Se você torce para o Cruzeiro Esporte Clube, time de futebol tradicional de Belo Horizonte (MG) certamente se lembra com muita clareza como é o belo escudo azul. Para quem não é cruzeirense, reproduzo-o logo abaixo.
Note que no escudo do Cruzeiro Esporte Clube o Cruzeiro do Sul é representado exatamente como o vemos daqui da Terra, com a “intrometida” para a direita.
Veja mais dois exemplos:
Diferentemente da bandeira brasileira, as bandeiras da Austrália e de Papua-Nova Guiné mostram a “intrometida” sempre à direita, exatamente como na visão terrestre. Veja aqui outras diversas bandeiras, nacionais e internacionais, que estampam a constelação do Cruzeiro do Sul.
Na bandeira do Mercosul, o Cruzeiro do Sul aparece só com quatro estrelas, todas representadas do mesmo tamanho aparente, sem nenhuma distinção de magnitude!
O Cruzeiro do Sul é mesmo uma “cruz de estrelas”?
Não, não é! As estrelas do Cruzeiro do Sul (e de qualquer uma das 88 constelações oficiais) não estão no mesmo plano. Constelação são agrupamentos aparentes de estrelas só vistos daqui do nosso referencial, a Terra.

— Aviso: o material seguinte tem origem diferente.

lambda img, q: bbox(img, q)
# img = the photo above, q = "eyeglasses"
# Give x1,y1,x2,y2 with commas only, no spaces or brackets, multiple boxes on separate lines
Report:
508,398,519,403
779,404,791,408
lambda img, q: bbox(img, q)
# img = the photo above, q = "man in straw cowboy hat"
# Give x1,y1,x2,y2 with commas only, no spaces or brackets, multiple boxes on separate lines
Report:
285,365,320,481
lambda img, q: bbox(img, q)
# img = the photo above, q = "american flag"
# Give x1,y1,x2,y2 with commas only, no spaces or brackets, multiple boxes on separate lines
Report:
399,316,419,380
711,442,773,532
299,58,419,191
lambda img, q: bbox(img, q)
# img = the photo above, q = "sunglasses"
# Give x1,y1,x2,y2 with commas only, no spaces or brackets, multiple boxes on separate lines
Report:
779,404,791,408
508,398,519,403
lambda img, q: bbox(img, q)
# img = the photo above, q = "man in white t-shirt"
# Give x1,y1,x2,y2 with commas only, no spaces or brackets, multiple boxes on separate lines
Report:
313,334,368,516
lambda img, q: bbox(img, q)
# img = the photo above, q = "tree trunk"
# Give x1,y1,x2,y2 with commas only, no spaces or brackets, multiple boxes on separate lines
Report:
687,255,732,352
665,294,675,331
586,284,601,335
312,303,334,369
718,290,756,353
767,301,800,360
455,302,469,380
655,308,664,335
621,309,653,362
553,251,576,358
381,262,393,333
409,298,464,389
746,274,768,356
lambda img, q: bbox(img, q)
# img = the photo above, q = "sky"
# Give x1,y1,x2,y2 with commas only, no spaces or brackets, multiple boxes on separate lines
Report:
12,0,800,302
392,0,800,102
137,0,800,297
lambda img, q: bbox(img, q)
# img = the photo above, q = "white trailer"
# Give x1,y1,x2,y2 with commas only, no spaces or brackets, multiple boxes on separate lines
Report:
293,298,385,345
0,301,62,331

Em outras palavras, vistas daqui do nosso planeta algumas estrelas parecem fazer parte de um agrupamento. Mas isso não passa de ilusão, pois, numa mesma constelação, estrelas podem estar muito mais próximas ou muito mais distantes da Terra. E podem nem mesmo estar gravitacionalmente ligadas.
Para se ter uma ideia de como é isso, veja a ilustração abaixo com informações do próprio Cruzeiro do Sul.
Note que a “intrometida” é a estrela mais próxima da Terra, a cerca de 59 aos luz. Beta Crux é a mais distante dentre as cinco principais estrelas. Para um observador na Terra, a olho nu, não há como saber nem mesmo estimar a distância real das estrelas. Por mera ilusão, todas parecem estar a uma mesma distância dos olhos do observador, formando uma cruz. Mas não estão.
Logo, se a “intrometida” (épsilon Crux) está representada para a direita ou para a esquerda, nem é tão importante. Tudo depende “de onde” espiamos as estrelas.